Patients referred by primary care physicians to neurosurgical spine surgeons were consecutively screened for symptoms of unilateral lumbar radiculopathy
Forty consecutive patients who met inclusion criteria (patients must have failed at least 3 months of nonoperative management including treatment with analgesics, lifestyle modification, physiotherapy, massage therapy, and/or acupuncture) were randomized to either surgical microdiskectomy or chiropractic spinal manipulation.
Sixty percent of patients with sciatica who had failed other medical management benefited from spinal manipulation to the same degree as if they underwent surgical intervention.
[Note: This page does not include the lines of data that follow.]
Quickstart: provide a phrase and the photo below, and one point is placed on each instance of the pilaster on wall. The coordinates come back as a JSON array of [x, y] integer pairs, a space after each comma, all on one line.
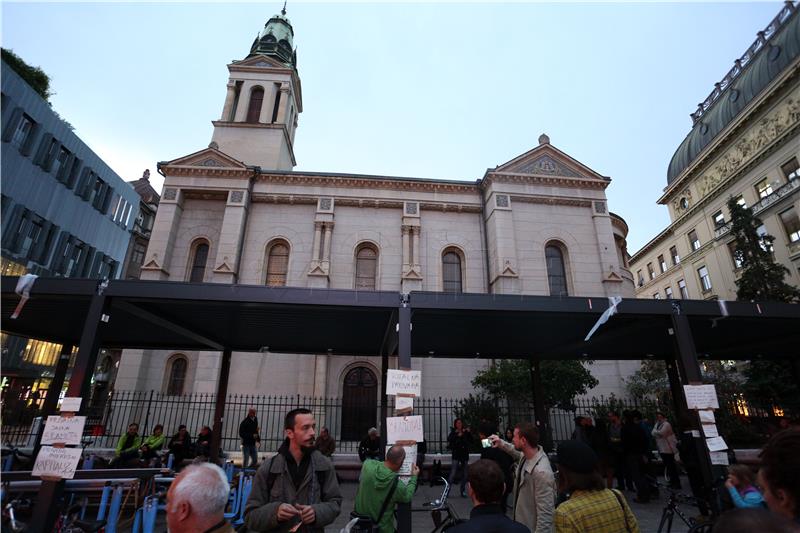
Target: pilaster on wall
[[500, 234], [162, 240], [225, 267], [319, 269], [411, 227], [607, 249]]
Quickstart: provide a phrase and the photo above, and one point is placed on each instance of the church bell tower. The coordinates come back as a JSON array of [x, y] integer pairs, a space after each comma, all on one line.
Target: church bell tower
[[263, 101]]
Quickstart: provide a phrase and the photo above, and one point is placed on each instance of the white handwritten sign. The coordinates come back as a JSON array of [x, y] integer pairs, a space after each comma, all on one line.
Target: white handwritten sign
[[403, 403], [701, 397], [706, 417], [719, 458], [411, 458], [716, 444], [63, 430], [404, 382], [57, 462], [70, 405], [404, 428]]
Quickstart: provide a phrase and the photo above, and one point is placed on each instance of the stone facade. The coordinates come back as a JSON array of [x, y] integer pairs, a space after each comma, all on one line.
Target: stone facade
[[239, 197], [753, 158]]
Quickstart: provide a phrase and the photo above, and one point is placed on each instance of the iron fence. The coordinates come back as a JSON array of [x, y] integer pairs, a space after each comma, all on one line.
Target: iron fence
[[108, 422]]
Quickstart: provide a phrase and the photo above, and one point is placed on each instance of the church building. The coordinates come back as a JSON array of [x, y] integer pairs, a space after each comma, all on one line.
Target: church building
[[237, 212]]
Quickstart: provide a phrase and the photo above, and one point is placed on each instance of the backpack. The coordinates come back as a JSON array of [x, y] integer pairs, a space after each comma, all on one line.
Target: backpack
[[272, 476]]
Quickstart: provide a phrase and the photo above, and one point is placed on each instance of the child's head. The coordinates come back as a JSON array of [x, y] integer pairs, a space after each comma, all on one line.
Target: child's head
[[741, 475]]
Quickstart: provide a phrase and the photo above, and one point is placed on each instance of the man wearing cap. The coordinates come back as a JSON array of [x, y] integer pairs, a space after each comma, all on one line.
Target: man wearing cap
[[486, 487], [370, 447], [534, 494], [591, 508]]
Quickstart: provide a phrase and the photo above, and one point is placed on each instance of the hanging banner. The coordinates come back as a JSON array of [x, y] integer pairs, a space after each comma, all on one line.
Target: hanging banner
[[404, 382], [404, 429], [701, 396], [63, 430], [58, 463]]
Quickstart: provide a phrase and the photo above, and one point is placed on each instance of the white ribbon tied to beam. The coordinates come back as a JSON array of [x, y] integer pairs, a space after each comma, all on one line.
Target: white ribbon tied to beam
[[613, 302], [24, 285]]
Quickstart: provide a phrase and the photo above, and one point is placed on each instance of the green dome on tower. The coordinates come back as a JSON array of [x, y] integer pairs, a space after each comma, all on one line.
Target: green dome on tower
[[276, 40]]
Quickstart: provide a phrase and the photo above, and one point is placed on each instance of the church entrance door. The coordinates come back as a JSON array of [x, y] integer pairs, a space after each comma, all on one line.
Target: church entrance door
[[359, 403]]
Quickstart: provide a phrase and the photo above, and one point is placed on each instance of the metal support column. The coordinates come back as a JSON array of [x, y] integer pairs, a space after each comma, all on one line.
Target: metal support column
[[689, 368], [404, 363], [219, 404], [53, 391], [47, 501], [539, 407]]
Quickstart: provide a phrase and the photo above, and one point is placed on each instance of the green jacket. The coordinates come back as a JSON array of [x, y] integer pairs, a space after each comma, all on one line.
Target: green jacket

They recommended that ‘patients with symptomatic lumbar disc herniation failing medical management should consider spinal manipulation followed by surgery if warranted.’
The manipulation group received an average of 21 treatment sessions & an additional 6 supervised rehabilitation sessions over the 52-week duration of the study. Patients in the surgical arm underwent a single microdiscectomy procedure followed by 6 supervised rehabilitation sessions over the 52-week duration of the study. No new neurological deficits arose from either of the treatment protocols nor were there any significant adverse events reported
Some orthopaedic guys have said that manipulation should be avoided. Is this accurate?
Well, in both the Sintilli & McMorland studies above there was not a single significant adverse effect reported.